Use Privacy-Focused Web Browsers

Not all web browsers are created equally. Some offer better privacy options than others. Firefox and Tor browsers offer a lot of privacy, for instance, while Google Chrome is more focused on a faster overall user experience. Note that using private browsing modes, such as incognito, won’t actually protect your privacy online. At best, these modes erase your session data once you close the window, and do not store tracking cookies. This protects your data locally, but doesn’t at all hide your network activity from anyone overseeing your network—or from your ISP or the websites on the other side.

Browsers like Firefox make for a customizable experience and can give you lots of options to enhance your privacy. Tor routes your traffic through its own network, which can slow downloads a bit, but protects you by obscuring the route of your internet traffic.

Using privacy-focused browsers in private mode, and in conjunction with these other tools, will do a much better job of protecting your privacy than any one option. 

Avoid Public WiFi and Internet Connections

Public internet connections, especially WiFi, are an absolute no-go! These are not secure and your activity can be seen by anyone with access to the network traffic. More frightening still, some people can use tools like “packet sniffers” to track your information, even the logins that you use. So if you logged in to your bank account on an unsecured network like this, unscrupulous hackers could see the information that you used to login and potentially use that to steal from you.
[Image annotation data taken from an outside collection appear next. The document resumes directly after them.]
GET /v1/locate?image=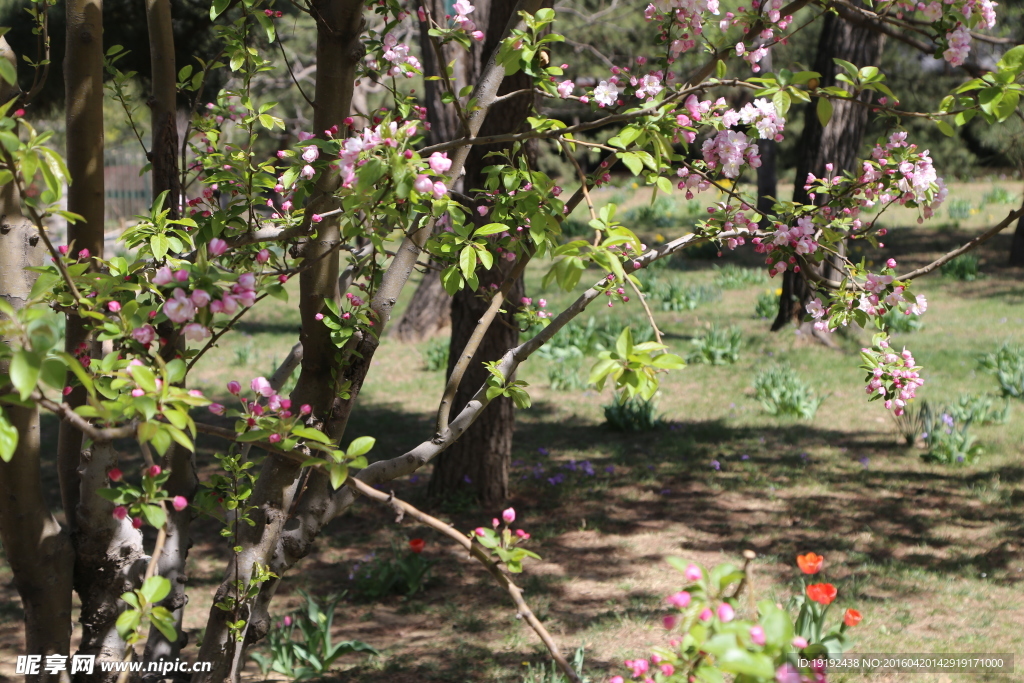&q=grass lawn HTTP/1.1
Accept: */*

[0,182,1024,683]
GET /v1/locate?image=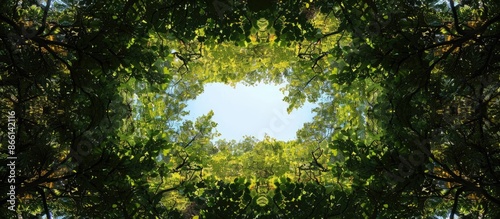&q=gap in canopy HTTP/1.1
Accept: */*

[184,83,317,141]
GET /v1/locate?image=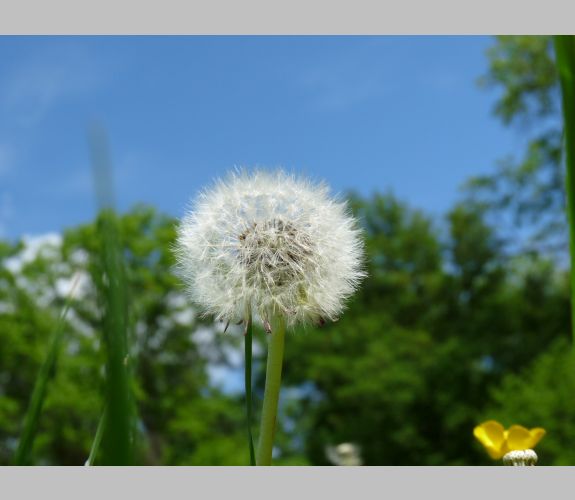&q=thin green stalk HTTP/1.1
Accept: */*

[256,315,286,465]
[244,311,256,465]
[554,35,575,346]
[14,274,79,465]
[84,408,106,466]
[89,126,135,465]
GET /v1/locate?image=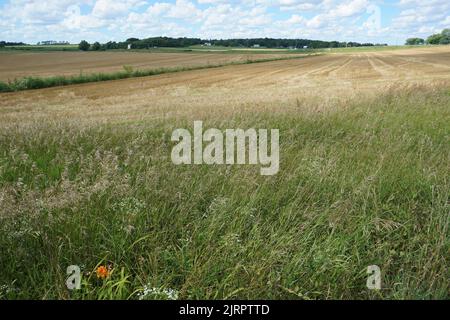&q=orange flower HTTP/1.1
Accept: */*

[96,266,110,279]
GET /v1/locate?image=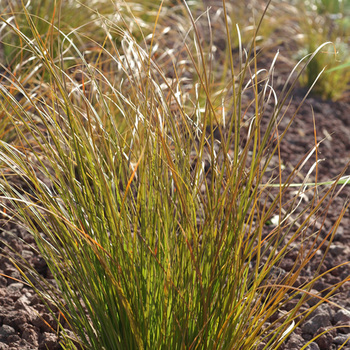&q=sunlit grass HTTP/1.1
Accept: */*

[0,2,345,350]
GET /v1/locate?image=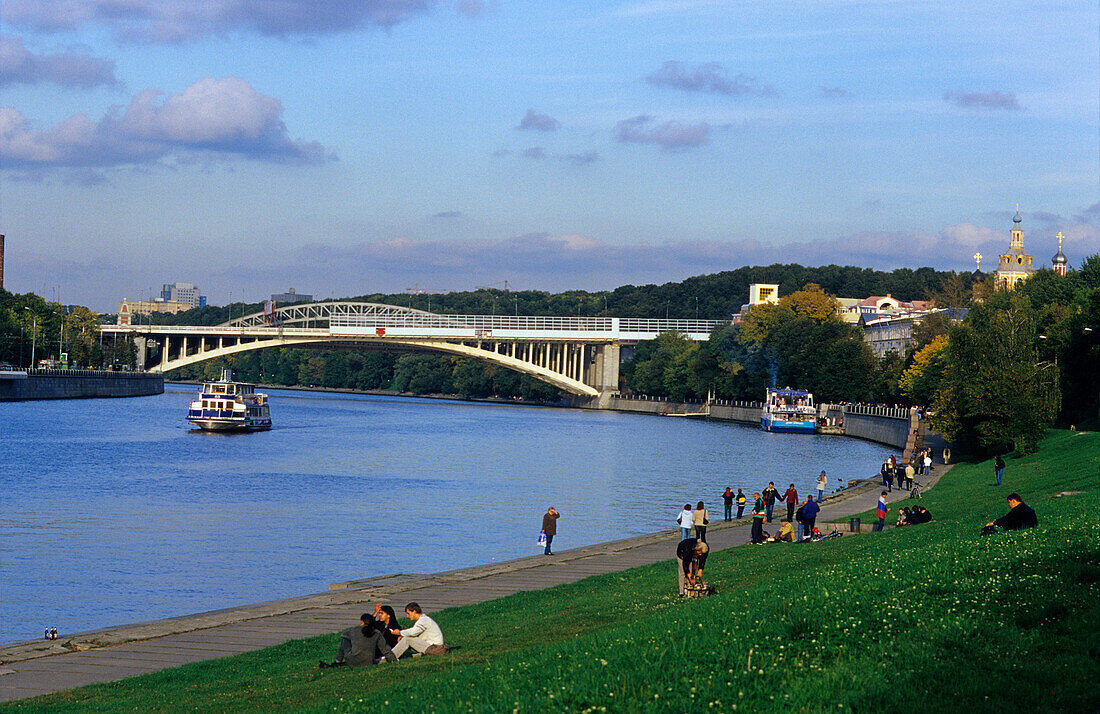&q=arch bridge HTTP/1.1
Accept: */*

[102,303,724,398]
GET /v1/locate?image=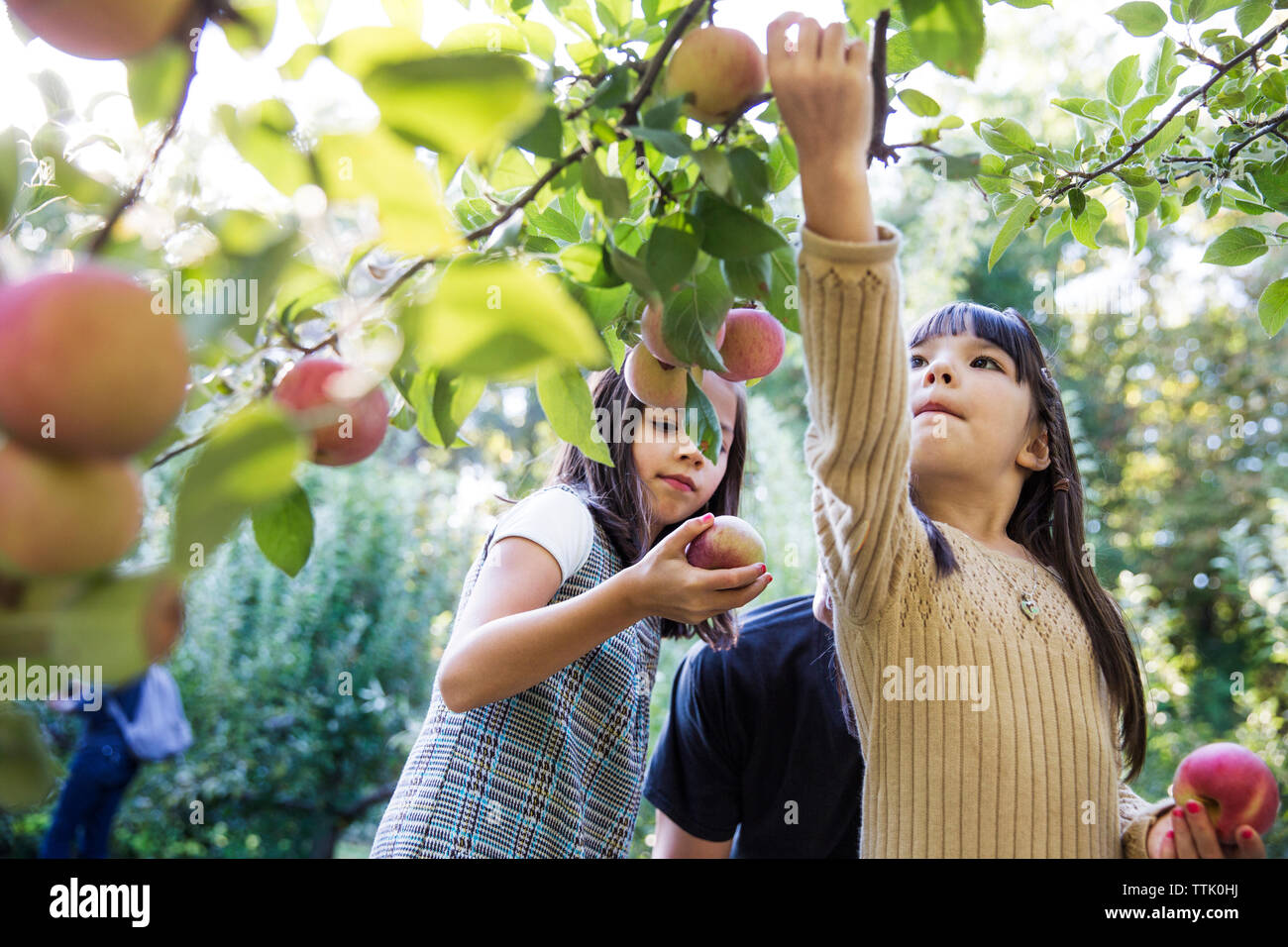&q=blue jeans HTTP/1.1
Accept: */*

[40,741,139,858]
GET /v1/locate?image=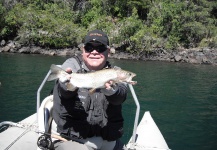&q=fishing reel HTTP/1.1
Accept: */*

[37,134,53,150]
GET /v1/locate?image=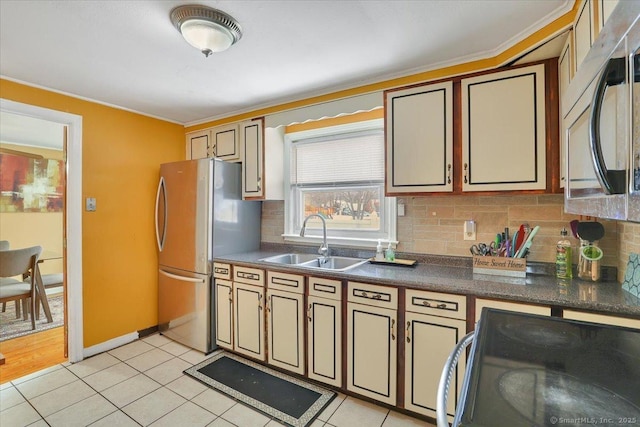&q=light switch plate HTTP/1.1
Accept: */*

[464,220,476,240]
[85,197,96,212]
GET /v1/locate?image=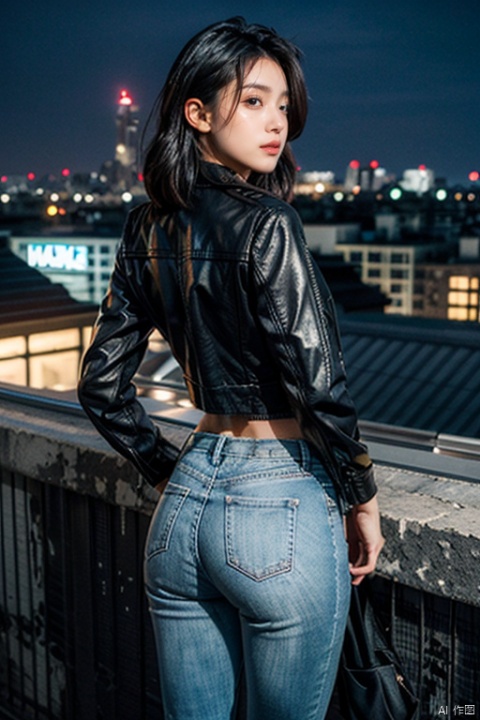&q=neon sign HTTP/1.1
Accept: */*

[27,243,88,272]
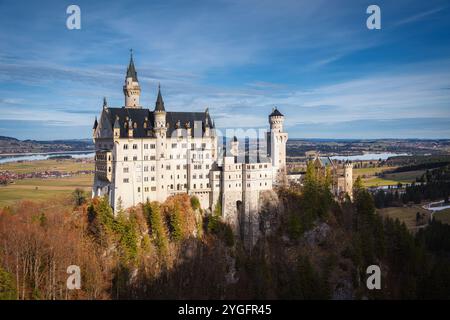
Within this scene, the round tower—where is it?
[230,136,239,157]
[153,85,167,133]
[123,51,141,108]
[344,161,353,198]
[269,107,288,183]
[269,107,284,132]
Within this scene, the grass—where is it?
[0,159,94,173]
[377,206,431,231]
[0,160,94,207]
[353,167,396,177]
[384,170,425,182]
[353,167,425,187]
[434,209,450,224]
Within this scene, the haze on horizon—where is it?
[0,0,450,140]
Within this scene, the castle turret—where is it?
[153,85,167,137]
[113,117,120,139]
[123,51,141,108]
[92,117,98,137]
[204,108,211,137]
[344,161,353,198]
[268,107,288,182]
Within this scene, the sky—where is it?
[0,0,450,140]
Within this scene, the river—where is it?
[0,151,95,164]
[330,152,409,161]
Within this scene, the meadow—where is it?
[353,167,425,187]
[434,209,450,224]
[0,160,94,207]
[377,206,431,231]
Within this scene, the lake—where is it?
[0,151,95,164]
[330,152,409,161]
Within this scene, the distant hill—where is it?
[0,136,94,155]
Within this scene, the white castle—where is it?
[92,56,288,236]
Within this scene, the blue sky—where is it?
[0,0,450,139]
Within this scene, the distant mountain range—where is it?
[0,136,94,155]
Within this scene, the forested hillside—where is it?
[0,166,450,299]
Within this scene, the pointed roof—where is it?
[127,49,138,82]
[205,108,209,128]
[155,85,166,111]
[114,117,120,129]
[269,107,283,117]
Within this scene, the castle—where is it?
[92,55,288,238]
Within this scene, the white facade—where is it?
[92,55,287,238]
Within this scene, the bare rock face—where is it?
[331,279,353,300]
[239,190,280,250]
[303,222,331,246]
[259,190,283,235]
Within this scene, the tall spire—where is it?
[155,84,166,111]
[127,49,138,82]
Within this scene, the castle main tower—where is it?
[269,107,288,182]
[344,162,353,199]
[123,51,141,108]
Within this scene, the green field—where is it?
[377,206,431,231]
[0,159,94,173]
[353,167,425,187]
[0,160,94,207]
[434,209,450,224]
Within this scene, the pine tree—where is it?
[170,204,183,242]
Even if you use private browsing, anyone overseeing the WiFi network can still see what you are doing, where, and for how long. If you have to use a public network, then make sure that you don’t access any sensitive information. This means do not log into anything that requires a password, or even so much as message someone any identifiable information.

How Can I Hide My Search History?

In order to hide your search history, you can delete your browsing history and all the related data. This means clearing cookies and offline website data, as well as webpage history. Using a private browser will do this by default, without storing the data in the first place, which makes it helpful. This isn’t much of a protection against anyone that isn’t using the same local device, however, so you do not want to depend on it as your sole method of protection.

What Makes No-Tracking Search Engines the Best Solution for Private Browsing?

The multifaceted approach to internet privacy is the best. Each tool and option has its own advantages and disadvantages. For instance, private browsing in conjunction with private search engines means that the search engine websites won’t store your data, and neither will your computer save the data from the browsing session. This enhances your privacy in ways that neither accomplishes alone.

Non-tracking search engines should be your default search engine if you are privacy-minded. Any other option still leaves data trails; if you use a regular Google search even while private browsing, your information is still seen and collected by Google, even if it’s not stored on your computer after the browsing ends. If you use a non-tracking search engine like Privado, you can be assured of your privacy because that information is never collected by the search engine itself.